Coordinated Low-Voltage Ride-Through Strategy for Hybrid Grid-Forming and Grid-Following Converter Interconnected Grid Systems

The transition towards sustainable energy systems is critically dependent on the reliable integration of renewable energy sources into the power grid. With the increasing penetration of renewable generation, hybrid grid-connected systems comprising grid-following (GFL) and grid-forming (GFM) converters have become essential in modern power stations. This paper addresses a key challenge to sustainable grid operation: maintaining stability and power delivery during grid faults. When faults cause voltage sags at the point of common coupling (PCC), different low-voltage ride-through (LVRT) strategies significantly impact both the voltage support capability and the active power transmission capacity, which are vital for a stable and resilient energy supply.
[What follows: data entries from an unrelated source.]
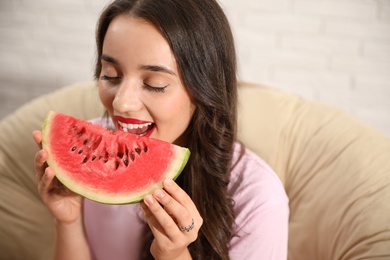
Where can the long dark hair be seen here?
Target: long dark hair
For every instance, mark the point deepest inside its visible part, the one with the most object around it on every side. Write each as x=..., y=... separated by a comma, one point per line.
x=201, y=40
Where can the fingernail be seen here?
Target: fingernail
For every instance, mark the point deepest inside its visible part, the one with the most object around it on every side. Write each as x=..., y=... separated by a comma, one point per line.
x=168, y=182
x=148, y=200
x=160, y=194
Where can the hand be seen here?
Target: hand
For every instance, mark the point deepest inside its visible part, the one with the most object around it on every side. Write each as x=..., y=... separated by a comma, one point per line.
x=166, y=211
x=64, y=204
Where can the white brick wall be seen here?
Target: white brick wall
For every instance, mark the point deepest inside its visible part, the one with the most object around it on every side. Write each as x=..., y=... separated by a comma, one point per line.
x=336, y=51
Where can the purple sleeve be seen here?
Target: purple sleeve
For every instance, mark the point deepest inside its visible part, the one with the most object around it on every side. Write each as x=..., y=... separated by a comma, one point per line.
x=262, y=211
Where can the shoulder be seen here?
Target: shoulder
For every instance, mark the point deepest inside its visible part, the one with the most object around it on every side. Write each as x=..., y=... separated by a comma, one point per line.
x=252, y=177
x=261, y=208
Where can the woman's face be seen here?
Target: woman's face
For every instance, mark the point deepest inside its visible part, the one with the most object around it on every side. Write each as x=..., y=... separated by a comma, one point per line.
x=139, y=83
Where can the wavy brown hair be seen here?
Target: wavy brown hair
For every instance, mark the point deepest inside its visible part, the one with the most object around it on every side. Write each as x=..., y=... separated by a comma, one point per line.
x=201, y=40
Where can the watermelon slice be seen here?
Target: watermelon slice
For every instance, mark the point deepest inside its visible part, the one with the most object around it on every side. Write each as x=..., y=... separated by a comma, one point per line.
x=106, y=166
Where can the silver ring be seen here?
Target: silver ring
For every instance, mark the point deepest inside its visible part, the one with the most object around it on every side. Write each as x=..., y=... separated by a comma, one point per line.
x=189, y=228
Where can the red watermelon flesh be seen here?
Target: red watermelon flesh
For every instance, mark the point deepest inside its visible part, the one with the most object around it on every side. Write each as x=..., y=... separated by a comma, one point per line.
x=107, y=166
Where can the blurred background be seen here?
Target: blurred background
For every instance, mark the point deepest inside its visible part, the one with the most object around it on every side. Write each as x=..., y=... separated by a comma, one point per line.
x=335, y=51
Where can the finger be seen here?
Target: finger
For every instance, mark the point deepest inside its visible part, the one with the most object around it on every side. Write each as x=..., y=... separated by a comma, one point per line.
x=46, y=183
x=178, y=193
x=40, y=163
x=177, y=211
x=160, y=222
x=37, y=135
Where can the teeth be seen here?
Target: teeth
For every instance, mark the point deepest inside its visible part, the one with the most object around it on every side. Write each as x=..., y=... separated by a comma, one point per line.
x=127, y=127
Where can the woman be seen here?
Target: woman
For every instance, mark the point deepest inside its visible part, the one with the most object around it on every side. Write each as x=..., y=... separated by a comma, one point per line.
x=167, y=69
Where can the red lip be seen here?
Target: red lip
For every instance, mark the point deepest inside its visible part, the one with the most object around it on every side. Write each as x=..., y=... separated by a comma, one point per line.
x=130, y=120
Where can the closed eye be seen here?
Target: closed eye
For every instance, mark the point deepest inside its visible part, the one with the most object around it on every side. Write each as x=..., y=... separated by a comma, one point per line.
x=155, y=89
x=104, y=77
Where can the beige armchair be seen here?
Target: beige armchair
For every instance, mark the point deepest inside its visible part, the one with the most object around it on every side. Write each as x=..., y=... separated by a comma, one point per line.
x=335, y=169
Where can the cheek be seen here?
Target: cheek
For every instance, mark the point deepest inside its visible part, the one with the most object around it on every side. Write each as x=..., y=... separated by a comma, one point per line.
x=106, y=97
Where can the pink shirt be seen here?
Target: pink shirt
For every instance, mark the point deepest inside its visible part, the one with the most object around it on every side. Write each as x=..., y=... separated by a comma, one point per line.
x=261, y=208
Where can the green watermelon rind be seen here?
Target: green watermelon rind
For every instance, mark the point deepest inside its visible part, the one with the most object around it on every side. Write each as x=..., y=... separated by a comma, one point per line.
x=177, y=166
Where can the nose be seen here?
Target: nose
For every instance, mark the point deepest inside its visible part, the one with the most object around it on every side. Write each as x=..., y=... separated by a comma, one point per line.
x=127, y=98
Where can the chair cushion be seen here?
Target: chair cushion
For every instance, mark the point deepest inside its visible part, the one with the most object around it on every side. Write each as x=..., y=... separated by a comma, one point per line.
x=336, y=171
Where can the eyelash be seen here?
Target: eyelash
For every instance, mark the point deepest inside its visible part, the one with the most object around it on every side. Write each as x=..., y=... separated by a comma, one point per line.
x=145, y=86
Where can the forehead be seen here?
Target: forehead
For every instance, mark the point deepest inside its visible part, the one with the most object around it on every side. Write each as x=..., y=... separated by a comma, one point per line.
x=136, y=39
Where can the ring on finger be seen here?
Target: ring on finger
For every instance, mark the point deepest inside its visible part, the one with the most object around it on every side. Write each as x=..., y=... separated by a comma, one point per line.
x=188, y=228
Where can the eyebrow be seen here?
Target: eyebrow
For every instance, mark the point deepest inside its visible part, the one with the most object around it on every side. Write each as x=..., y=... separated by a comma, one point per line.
x=156, y=68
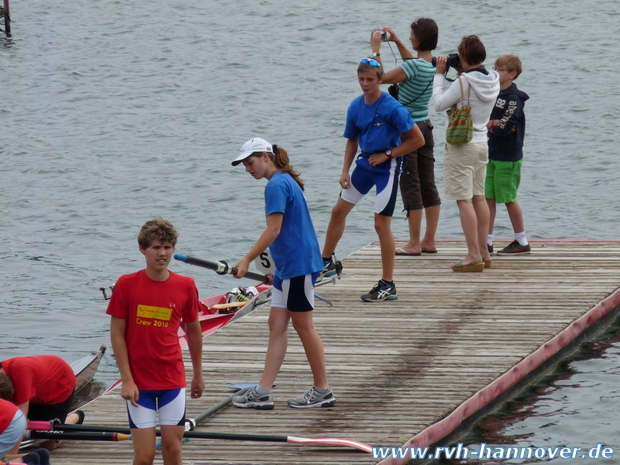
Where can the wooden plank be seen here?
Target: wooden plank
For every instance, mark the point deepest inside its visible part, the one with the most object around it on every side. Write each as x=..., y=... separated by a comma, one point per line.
x=395, y=367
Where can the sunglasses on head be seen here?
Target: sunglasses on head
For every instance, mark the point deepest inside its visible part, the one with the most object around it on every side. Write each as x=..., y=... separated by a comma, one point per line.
x=371, y=62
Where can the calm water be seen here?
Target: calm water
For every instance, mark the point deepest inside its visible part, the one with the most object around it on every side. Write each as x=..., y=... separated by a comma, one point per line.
x=113, y=112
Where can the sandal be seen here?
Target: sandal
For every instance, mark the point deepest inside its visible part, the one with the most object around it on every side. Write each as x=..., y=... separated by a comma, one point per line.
x=477, y=265
x=488, y=261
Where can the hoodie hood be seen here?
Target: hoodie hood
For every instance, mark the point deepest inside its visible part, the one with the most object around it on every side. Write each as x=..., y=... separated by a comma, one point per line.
x=486, y=86
x=514, y=90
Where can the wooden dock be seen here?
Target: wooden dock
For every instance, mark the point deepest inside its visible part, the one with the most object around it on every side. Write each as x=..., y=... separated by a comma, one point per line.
x=396, y=367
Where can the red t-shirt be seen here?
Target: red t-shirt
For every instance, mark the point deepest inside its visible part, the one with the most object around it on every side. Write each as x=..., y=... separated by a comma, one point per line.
x=7, y=413
x=41, y=379
x=154, y=311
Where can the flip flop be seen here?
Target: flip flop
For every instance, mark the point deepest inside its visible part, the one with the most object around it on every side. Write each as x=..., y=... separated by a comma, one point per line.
x=400, y=251
x=476, y=266
x=428, y=251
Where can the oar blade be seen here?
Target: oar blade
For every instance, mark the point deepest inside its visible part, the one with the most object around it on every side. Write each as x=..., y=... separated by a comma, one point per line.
x=332, y=442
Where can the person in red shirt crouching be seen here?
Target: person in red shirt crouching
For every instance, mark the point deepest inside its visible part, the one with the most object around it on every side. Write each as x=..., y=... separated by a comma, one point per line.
x=42, y=386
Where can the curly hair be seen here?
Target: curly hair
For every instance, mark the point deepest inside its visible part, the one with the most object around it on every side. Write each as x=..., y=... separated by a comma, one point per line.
x=157, y=228
x=6, y=387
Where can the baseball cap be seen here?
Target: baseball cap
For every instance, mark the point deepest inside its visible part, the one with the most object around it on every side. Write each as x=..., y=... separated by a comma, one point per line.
x=252, y=146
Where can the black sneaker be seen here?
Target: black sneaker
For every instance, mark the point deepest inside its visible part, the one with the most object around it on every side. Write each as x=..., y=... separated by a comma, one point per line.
x=514, y=248
x=313, y=399
x=331, y=268
x=380, y=292
x=252, y=399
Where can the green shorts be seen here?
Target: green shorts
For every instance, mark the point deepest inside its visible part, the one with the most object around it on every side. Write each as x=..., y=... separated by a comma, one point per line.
x=502, y=182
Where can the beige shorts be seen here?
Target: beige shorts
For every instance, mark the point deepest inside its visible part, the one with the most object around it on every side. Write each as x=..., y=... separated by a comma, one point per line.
x=464, y=170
To address this, the paper proposes a coordinated LVRT strategy for GFL/GFM converters that adapts to varying grid requirements, thereby promoting sustainable grid integration. First, the topology and control strategies of the hybrid system are briefly described. The conventional LVRT control strategies for both GFL and GFM converters are then improved. Based on the severity of the grid voltage sag, the converters’ active and reactive power output are adaptively adjusted. This dual-function approach not only effectively limits fault currents, protecting sensitive equipment, but also prioritizes the continuous transmission of active power, thereby minimizing the loss of renewable generation during faults and supporting grid stability. Subsequently, through an analysis of the voltage and active power characteristics of different LVRT modes, a coordinated strategy is designed. Unlike single-converter LVRT control, the proposed method flexibly selects and adjusts control modes to meet specific grid code requirements, ensuring robust voltage support and maximizing the utilization of clean energy even under adverse conditions. Finally, the effectiveness of this coordinated control strategy in ensuring a sustainable and resilient grid connection is validated through MATLAB R2022b/Simulink simulations.